- Born: Joan Burt 1930 Toronto, Ontario, Canada
- Died: 10 March 2021
- Education: University of Toronto, 1951-56 (BA Architectural Studies)
- Occupation: Architect
- Known for: Victorian row homes
- Notable work: Luella Booth Residence, Toronto, Ontario (1961); Daymond House, Guelph, Ontario (1991); O'Reilly Residence, Etobicoke, Ontario (1999);

= Joan Burt =

Canadian architect and educator (1930–2021)

Joan Burt (1930 - 10 March 2021) was a Canadian architect and educator.

She was born in Toronto and received a BArch from the University of Toronto in 1956, becoming the 21st woman to graduate from the program. Burt worked with architecture firm Mathers and Haldenby from 1956 to 1958 and with developer Irwin Burns from 1958 to 1959 before establishing her own firm in 1958. Since the 1960s, she has been involved in renovating 19th century rowhouses in downtown Toronto. New home projects include the Luella Booth Residence in Toronto, the Daymond House in Guelph and the O'Reilly Residence in Etobicoke.

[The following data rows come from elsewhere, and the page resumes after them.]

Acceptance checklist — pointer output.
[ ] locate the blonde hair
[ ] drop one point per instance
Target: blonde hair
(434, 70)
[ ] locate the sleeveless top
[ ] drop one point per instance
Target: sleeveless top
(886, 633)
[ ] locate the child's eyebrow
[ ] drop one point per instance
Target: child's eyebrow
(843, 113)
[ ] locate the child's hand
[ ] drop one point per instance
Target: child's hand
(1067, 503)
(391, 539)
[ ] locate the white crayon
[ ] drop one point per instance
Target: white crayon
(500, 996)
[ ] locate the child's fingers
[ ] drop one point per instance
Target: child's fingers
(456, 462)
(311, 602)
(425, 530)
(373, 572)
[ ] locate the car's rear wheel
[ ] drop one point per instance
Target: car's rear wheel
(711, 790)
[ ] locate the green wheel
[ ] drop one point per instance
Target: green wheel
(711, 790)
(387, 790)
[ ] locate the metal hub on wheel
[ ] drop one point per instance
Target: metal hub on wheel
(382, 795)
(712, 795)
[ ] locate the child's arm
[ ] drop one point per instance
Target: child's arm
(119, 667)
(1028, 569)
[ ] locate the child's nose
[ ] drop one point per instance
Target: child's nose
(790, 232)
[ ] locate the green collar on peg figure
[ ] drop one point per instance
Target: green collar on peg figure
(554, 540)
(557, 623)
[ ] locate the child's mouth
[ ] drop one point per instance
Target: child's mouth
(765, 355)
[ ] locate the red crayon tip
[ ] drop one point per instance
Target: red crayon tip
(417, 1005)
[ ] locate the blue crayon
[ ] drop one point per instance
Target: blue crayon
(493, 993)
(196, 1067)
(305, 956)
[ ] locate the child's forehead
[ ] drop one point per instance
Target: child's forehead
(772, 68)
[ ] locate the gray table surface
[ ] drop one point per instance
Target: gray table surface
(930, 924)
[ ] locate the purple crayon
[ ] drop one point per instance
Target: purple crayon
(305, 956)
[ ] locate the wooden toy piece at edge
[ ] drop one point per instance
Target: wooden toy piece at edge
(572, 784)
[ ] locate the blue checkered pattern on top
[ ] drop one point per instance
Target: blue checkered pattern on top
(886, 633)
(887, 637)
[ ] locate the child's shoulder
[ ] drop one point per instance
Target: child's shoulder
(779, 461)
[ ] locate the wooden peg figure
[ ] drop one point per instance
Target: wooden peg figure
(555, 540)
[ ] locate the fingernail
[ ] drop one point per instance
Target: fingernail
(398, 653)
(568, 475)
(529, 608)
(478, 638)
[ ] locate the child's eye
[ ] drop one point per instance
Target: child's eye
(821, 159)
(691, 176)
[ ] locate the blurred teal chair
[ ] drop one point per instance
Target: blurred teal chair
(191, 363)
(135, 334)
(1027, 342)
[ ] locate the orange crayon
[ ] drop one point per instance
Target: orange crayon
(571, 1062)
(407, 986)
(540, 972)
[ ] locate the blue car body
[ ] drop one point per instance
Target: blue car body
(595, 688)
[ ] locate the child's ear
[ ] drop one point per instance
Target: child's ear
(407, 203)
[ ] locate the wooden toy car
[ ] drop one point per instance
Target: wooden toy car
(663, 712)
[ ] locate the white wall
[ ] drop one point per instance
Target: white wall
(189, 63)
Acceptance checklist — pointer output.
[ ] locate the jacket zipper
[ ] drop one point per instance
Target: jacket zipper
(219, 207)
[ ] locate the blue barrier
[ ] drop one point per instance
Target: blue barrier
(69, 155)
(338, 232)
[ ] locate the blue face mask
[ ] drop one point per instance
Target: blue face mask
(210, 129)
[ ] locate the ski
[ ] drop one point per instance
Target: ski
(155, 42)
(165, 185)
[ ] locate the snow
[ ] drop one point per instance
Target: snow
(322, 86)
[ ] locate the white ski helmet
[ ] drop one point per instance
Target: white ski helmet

She was a member of the Ontario Association of Architects and the Canadian Association of Heritage Professionals.

From 1964 to 1970, she operated an antique store specializing in furniture and artifacts.

Burt also taught environmental design part-time at the Ontario College of Art, later OCAD, from 1965 to 1970 and was chair for the department of design from 1970 to 1985. A Joan Burt Architect Award was awarded to an environmental design student at OCAD between 2008 and 2023.